In our series, no patient received neoadjuvant therapy. In the literature, the potential benefit of neoadjuvant treatment before surgery remains highly debated in squamous cell carcinoma of the urothelium [13, 20, 21, 24]. Some authors have reported an improvement in 5-year survival (from 34% to 50%) in patients treated with neo-adjuvant radiotherapy [13, 21, 23]. However, and as often in such rare diseases, these results were obtained in small cohorts [21, 22, 24, 27]. For other authors such as Ehdaie et al. [26], on the other hand, squamous cell carcinoma of the urothelium is resistant to radiotherapy and chemotherapy (and especially in its bladder location) [26]. Other authors have similarly reported an inefficiency of this treatment in this disease [12, 24, 26, 27].

Among the patients of our study who did not get surgery, one patient was treated with radiotherapy and chemotherapy and died at 5 months. Another was treated with radiotherapy alone and was lost to follow-up. The medical literature is finally reporting relatively few effective therapeutic alternatives in non-operable patients. In 2007, Abol Enein et al. [12] described a low response rate to (M-VAC) chemotherapy in patients with squamous cell subtype compared to pure urothelial carcinoma. For some others, radiotherapy with or without chemotherapy may be a therapeutic alternative but remains a strategy that is inferior to surgery [28]. For Kassouf et al. [24], in patients not accessible to surgical treatment, radiotherapy and/or chemotherapy should be systematically proposed as it is the case for the management of squamous cell carcinomas affecting other organs.

Among the limitations of this work, we must say that it is a retrospective study, and that the size of our study population was small (related to the low frequency of the disease and monocentric recruitment). However, some observations made in this series could allow us to identify some ways to improve the care pathway of patients, especially patients with a neurogenic bladder. More as none of the neurogenic bladder patients in our study had had an annual urethrovesical fibroscopic follow-up, which likely contributed to a delayed diagnosis. To our knowledge, this is the first descriptive study of squamous cell carcinomas of the urothelium treated at the University Hospital of Saint Denis and Saint-Pierre de la Reunion. Despite the limitations of our work that we have explained above, we hope that an optimization of the care pathway of the patients with a neurogenic bladder can be achieved in partnership with our fellow general practitioners and rehabilitative physicians, including this annual fibroscopic follow-up.

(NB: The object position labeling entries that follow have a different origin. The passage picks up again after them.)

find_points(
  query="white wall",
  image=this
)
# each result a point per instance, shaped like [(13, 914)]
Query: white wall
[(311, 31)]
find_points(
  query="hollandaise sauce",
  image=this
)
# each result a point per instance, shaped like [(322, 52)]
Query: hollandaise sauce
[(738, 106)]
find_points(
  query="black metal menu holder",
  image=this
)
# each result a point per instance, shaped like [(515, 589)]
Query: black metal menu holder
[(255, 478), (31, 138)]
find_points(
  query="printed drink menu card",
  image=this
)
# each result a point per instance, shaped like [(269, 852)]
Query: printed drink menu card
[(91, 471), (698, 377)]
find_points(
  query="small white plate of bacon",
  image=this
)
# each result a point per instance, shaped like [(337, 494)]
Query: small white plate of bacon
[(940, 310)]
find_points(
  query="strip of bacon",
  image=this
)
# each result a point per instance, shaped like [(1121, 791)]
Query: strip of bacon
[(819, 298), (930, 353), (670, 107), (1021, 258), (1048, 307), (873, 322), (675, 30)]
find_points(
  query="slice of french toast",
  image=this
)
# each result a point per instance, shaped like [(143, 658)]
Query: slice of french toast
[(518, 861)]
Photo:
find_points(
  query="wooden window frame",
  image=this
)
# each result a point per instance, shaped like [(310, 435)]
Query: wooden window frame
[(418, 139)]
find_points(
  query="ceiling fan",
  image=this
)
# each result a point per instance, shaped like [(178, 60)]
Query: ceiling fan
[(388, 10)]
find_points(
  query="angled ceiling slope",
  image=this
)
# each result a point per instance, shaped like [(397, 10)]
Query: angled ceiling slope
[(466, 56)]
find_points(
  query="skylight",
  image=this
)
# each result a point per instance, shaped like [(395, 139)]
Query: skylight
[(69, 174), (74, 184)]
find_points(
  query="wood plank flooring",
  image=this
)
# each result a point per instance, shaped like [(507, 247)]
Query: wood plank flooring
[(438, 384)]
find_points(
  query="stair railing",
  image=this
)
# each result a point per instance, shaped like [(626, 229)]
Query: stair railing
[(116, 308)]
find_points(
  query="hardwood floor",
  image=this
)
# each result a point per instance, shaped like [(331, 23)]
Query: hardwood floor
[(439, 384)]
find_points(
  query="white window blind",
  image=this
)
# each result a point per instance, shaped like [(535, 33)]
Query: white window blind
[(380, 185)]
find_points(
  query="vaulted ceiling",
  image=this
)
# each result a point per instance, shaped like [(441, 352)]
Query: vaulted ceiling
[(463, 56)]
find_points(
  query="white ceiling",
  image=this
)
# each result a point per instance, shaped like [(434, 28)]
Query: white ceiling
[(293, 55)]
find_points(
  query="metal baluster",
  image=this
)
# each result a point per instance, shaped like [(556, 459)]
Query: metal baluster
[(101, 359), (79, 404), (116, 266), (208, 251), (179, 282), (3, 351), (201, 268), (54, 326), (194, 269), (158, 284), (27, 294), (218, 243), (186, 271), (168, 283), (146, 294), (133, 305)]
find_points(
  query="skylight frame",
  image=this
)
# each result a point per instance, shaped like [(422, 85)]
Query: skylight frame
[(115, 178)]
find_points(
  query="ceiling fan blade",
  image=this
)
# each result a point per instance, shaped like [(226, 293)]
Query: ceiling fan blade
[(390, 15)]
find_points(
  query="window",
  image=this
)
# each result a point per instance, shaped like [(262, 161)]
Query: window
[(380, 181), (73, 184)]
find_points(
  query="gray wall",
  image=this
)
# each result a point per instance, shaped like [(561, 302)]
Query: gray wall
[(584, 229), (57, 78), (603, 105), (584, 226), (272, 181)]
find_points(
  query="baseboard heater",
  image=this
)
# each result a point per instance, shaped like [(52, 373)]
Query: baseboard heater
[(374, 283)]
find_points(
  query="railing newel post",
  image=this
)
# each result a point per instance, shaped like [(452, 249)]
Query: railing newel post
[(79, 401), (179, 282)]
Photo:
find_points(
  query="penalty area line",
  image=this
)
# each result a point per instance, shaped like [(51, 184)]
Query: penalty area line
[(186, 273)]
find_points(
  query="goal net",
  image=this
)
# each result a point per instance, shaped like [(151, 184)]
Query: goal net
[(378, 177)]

We also hope that our work will serve as a tool for the creation of a full prospective registry of urological cancers in Reunion Island, essential basis for the monitoring and the improvement of the management of not only the squamous cell carcinomas of the urothelium, but more generally the urological cancers.


In our experience, squamous cell carcinoma of the urinary tract is a rare malignant tumor occurring in young patients and is associated with a poor prognosis. Even though its risk factors are well identified, diagnosis occurs too often too late in the disease course with most of the time already a bad prognosis stage at diagnosis. Surgical treatment with cystectomy, in the few of our cases where it was possible, allowed us to obtain a median survival of 18 months. An optimization of the care pathway of neurological patients on our island, including a systematic annual urethrovesical control fibroscopy, would be suitable to improve our outcome results on this disease.


Our research itself received no funding.

But we thank the University Hospital of Saint-Denis de la Réunion, France for paying the publication fees of this paper.

Conflicts of Interest

All authors have no conflict of interest to disclose.

Data and Material Availability

Our unidentified dataset is available upon request in the Urology department of the University Hospital of Saint-Denis de la Réunion.